0

I am trying to design an information retrieval system of a film database. I want to search by title so when i search "Cobra Kai" my analyzer descompose this string into "cobra kai", "cobra" and "kai" to do a better pairing. So my problem is that I have to do a query like this: "cobra kai" OR "cobra" OR "kai" but it's not working for me. Here is the code:

ArrayList<String> busqueda_separada = muestraTexto(analyzer_titulo(), busquedaTitulo.getText());
                        
                        query1 = new TermQuery(new Term("titulo" ,busqueda_separada.get(0)));
                        query2 = new TermQuery(new Term("titulo" ,busqueda_separada.get(1)));
                        query3 = new TermQuery(new Term("titulo" ,busqueda_separada.get(2)));

                        nested.add(query1, BooleanClause.Occur.SHOULD);
                        nested.add(query2, BooleanClause.Occur.SHOULD);
                        nested.add(query3, BooleanClause.Occur.SHOULD);

                        bqbuilder.add(nested, BooleanClause.Occur.MUST);

And this is my error: Error

I have tried to do differents boolean clauses but it keeps the same.

leyva_7
  • 13
  • 2

1 Answers1

0

From the error message we can see that you have defined nested as a variable of type BooleanQuery.
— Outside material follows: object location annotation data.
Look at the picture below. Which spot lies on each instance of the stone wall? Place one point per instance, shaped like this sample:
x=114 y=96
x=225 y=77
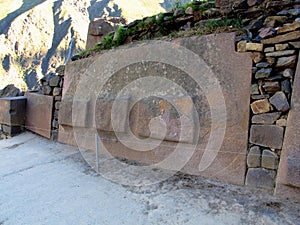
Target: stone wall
x=51 y=85
x=274 y=44
x=271 y=35
x=213 y=82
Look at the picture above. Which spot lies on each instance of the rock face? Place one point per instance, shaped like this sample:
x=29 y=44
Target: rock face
x=35 y=37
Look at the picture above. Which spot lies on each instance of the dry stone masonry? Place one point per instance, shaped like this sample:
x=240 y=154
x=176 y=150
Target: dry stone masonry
x=273 y=40
x=52 y=85
x=259 y=79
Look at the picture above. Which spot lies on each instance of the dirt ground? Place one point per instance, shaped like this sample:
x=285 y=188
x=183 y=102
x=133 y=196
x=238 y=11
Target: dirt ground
x=43 y=182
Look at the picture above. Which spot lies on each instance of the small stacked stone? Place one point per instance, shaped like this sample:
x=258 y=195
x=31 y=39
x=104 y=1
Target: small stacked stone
x=274 y=42
x=52 y=85
x=3 y=134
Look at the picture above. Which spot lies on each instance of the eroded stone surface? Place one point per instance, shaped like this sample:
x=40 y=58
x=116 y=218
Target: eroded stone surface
x=288 y=179
x=269 y=160
x=12 y=111
x=267 y=118
x=253 y=158
x=267 y=135
x=259 y=177
x=234 y=78
x=39 y=113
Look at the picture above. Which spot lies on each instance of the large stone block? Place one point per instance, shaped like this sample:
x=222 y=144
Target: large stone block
x=220 y=80
x=260 y=178
x=267 y=136
x=12 y=111
x=97 y=29
x=158 y=119
x=254 y=156
x=39 y=114
x=269 y=160
x=288 y=179
x=114 y=119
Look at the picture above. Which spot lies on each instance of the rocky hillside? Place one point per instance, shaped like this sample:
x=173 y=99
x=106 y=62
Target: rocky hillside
x=35 y=34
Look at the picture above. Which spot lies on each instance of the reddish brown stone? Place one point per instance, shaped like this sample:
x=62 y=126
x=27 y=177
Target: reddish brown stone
x=282 y=38
x=97 y=29
x=220 y=3
x=261 y=106
x=288 y=28
x=12 y=111
x=257 y=57
x=234 y=76
x=39 y=114
x=267 y=136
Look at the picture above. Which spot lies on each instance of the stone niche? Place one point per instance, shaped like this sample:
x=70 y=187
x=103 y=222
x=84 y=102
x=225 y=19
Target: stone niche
x=193 y=92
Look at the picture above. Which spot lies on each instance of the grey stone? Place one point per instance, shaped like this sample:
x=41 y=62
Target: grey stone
x=286 y=86
x=261 y=106
x=11 y=130
x=280 y=102
x=295 y=44
x=178 y=12
x=267 y=136
x=254 y=89
x=189 y=11
x=289 y=73
x=60 y=70
x=267 y=118
x=259 y=97
x=280 y=53
x=54 y=81
x=12 y=111
x=288 y=179
x=281 y=122
x=294 y=12
x=263 y=73
x=57 y=105
x=263 y=65
x=271 y=87
x=269 y=160
x=253 y=158
x=286 y=61
x=267 y=32
x=9 y=91
x=46 y=90
x=57 y=91
x=269 y=49
x=281 y=47
x=55 y=123
x=260 y=178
As the error messages say, the class BooleanQuery does not have a method add(Query, Occur). This means the following line will not compile:

nested.add(query1, BooleanClause.Occur.SHOULD);

Instead, the code should be using a BooleanClause here, instead of a BooleanQuery.

One BooleanQuery is made up of one or more clauses, using BooleanClause.

So, you can do the following:

BooleanQuery.Builder bqBuilder = new BooleanQuery.Builder();

Query query1 = new TermQuery(new Term("titulo", "cobra kai"));
Query query2 = new TermQuery(new Term("titulo", "cobra"));
Query query3 = new TermQuery(new Term("titulo", "kai"));

BooleanClause nested1 = new BooleanClause(query1, BooleanClause.Occur.SHOULD);
BooleanClause nested2 = new BooleanClause(query2, BooleanClause.Occur.SHOULD);
BooleanClause nested3 = new BooleanClause(query3, BooleanClause.Occur.SHOULD);

bqBuilder.add(nested1);
bqBuilder.add(nested2);
bqBuilder.add(nested3);

BooleanQuery bq = bqBuilder.build();

That builds a boolean query containing 3 clauses:

Find titles containing "cobra kai" OR "cobra" OR "kai".

I am not sure what this is for:

bqbuilder.add(nested, BooleanClause.Occur.MUST);

The BooleanClause.Occur.MUST does not appear to be needed, so I have dropped it from my code.


You can simplify the above code by using a loop.

Assuming you already have a list containing your search terms (your busqueda_separada list):

List<String> terms = Arrays.asList("cobra kai", "cobra", "kai");

You can use that list as follows:

for (String term : terms) {
    Query query = new TermQuery(new Term("titulo", term));
    BooleanClause nested = new BooleanClause(query, BooleanClause.Occur.SHOULD);
    bqBuilder.add(nested);
}
BooleanQuery bq2 = bqBuilder.build();

Update

One point I forgot to mention:

In your data, you have a search phrase: cobra kai. It's possible that you do not need to search for this, depending on how your data was indexed, and how you expect your search to work.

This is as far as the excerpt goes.